The Arc Force can be displayed directly on the Bayesian network graph. Upon switching to the Validation Mode F5
, we select Menu > Analysis > Visual > Arc Force
.
Upon activating Arc Force, we can see that the arcs have different thicknesses. Also, an additional control panel becomes available in the menu.
The slider in this control panel allows us to set the Arc Force threshold below which arcs and nodes will be grayed out in the Graph Panel. By default, it is set to 0, which means that the entire network is visible. Using the Previous and Next buttons, we can step through all threshold levels. For instance, by starting at the maximum and then going down one step, we highlight the arc with the strongest Arc Force in this network, which is between SPG (Simon Property Group) and VNO (Vornado Realty Trust).
Node Force
The Node Force can be derived directly from the Arc Force. More specifically, there are three types of Node Force in BayesiaLab:
- The Incoming Node Force is the sum of the Arc Forces of all incoming arcs.
- The Outgoing Node Force is the sum of the Arc Forces of all outgoing arcs.
- The Total Node Force is the sum of the Arc Forces of all incoming and outgoing arcs.
The Node Force can be shown directly on the Bayesian network graph. Upon switching to the Validation Mode F5
, we select Analysis > Visual > Node Force
.
After starting Node Force, we have another additional control panel available in the menu.
The slider in this control panel allows us to set the Node Force threshold below which nodes will be grayed out in the Graph Panel. By default, it is set to 0, meaning all nodes are visible. Conversely, by setting the threshold to the maximum, all nodes are grayed out.
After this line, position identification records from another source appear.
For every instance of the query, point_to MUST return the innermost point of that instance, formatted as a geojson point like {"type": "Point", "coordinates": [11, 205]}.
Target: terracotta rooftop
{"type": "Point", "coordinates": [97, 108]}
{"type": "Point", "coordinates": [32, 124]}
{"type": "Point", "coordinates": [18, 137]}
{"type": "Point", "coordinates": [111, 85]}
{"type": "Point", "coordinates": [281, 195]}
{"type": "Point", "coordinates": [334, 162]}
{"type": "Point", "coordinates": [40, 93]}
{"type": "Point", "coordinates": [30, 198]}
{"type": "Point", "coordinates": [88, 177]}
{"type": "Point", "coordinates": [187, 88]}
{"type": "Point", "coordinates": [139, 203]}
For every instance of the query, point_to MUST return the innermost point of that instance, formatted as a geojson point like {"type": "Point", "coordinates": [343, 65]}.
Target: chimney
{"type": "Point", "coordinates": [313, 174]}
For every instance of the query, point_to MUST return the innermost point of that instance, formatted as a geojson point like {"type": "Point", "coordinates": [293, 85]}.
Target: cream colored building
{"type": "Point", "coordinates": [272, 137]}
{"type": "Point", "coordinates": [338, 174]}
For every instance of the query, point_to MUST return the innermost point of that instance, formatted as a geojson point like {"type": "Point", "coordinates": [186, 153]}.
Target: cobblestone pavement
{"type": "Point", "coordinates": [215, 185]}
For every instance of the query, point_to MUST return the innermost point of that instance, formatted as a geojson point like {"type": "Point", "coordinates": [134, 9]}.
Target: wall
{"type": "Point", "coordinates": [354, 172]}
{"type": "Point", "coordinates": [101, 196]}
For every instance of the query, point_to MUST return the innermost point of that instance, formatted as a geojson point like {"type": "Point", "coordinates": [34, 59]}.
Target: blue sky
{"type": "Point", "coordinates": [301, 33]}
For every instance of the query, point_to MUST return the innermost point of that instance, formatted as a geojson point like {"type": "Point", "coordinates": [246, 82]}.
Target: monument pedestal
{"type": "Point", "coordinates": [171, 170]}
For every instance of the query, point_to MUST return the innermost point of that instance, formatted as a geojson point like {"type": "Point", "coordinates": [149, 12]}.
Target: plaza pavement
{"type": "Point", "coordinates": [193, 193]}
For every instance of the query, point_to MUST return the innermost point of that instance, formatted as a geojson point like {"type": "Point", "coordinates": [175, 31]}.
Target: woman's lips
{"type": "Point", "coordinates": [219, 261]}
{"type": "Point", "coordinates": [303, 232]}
Using Previous and Next, we can step through the entire range of thresholds. This functionality is analogous to the control panel for Arc Force. For example, by starting at the maximum and then going down one step, we can find the node with the strongest Node Force in this network, which is BEN (Franklin Resources), a global investment management organization.
Node Force Mapping
This analysis tool also features a “local” Mapping function, which is particularly useful when dealing with big networks, such as the one in this example with hundreds of nodes. We refer to this as a “local” Mapping function in the sense of only being available in the context of Node Force Analysis, as opposed to the “general” Mapping function, which is always available within the [Validation Mode F5
as a standalone analysis tool (Menu > Analysis > Visual > Mapping
).
We launch the Mapping window by clicking the Mapping icon on the control panel to the right of the slider. In this network view, the size of the nodes is directly proportional to the selected type of Node Force (Incoming, Outgoing, Total). The width of the links is proportional to the Arc Force. Changing the threshold values (with the slider, for example) automatically updates the view.
Choosing Static Font Size from the Contextual Menu and then, for instance, reducing the threshold by four more steps reveals the five strongest nodes while maintaining an overview of the entire network.